I would posit that now, more than ever, information asymmetries define our markets. The reason for this is that everything has become traded in the form of a financial product at a much earlier and more removed stage than simple exchanges of goods. Therefore, since every financial product involves an element of information being traded, asymmetries are much more likely to arise between traders. I think Brad DeLong’s recent post conceptualizing the nature of financial markets in market theory does a damn good and pithy job of explaining this on a conceptual level. It’s short and worth your time to read the whole thing.
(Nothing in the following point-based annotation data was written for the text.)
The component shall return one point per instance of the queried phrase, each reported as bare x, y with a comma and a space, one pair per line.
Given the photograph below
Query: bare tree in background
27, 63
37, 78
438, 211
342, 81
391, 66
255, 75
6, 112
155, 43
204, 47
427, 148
Thankfully, DeLong does point out that the financial system is not an entirely mistaken venture; information exchanges (essentially hedging and day-trading are, in essence) can create huge win-win trades:
- Trading money now for money later: people who want to save now and spend later can make win-win trades with people who want to spend now and save later.
- Risk: people who are unusually averse to risk in general can make win-win trades by trading off some of the risks that they are bearing to people who are unusually tolerant of risk in general.
- Insurance: people who are holding a lot of one big risk can reduce the risk of catastrophic loss by paying a great many others to each take a small piece of that risk.
- Information: people who have information that prices are going to rise can make win-win deals with people who have information that prices are going to fall–although here the win-win is not for the participants in the trade: for them it is zero-sum, and the winners are those others who observe the market price at which the trades occur.
As trite as it sounds, knowledge is power. And when all transactions are potentially impaired by unequal knowledge–and therefore, bargaining–positions, government needs to step in and knock heads to prevent the economy from becoming a lemon.
slickricks notes:
“* Perhaps those buying do not understand what they are really buying.
* Perhaps the seller is misleading the buyers.
* Perhaps the active exchange itself the motive for other bad actions outside the narrowly economic sphere”
Precisely.
Add to this the high level of feed-back skewing and essential non-linearities in economic systems ( Nicely elaborated upon in Paul Ormerods “The Death of Economics”) together with the vagaries of nature (of which the results of volcanic activity are a current reminder(, our lack of ability to usefully predict or control economic outcomes should be blindingly obvious. But (to put metaphors into the blender) our species still insists in sticking its head in the sand and clutching at straws!
So what does determine outcomes? My own book “Unusual Perspectives” explains how important evolutionary processes rather than human intentions are the active component. (Adam Smith and Keynes are among those who have previously glimpsed such processes) The electronic edition can be freely downloaded from the eponymous website. However, those who live and breath economics without taking full account of the real world will be totally lost in this wild landscape.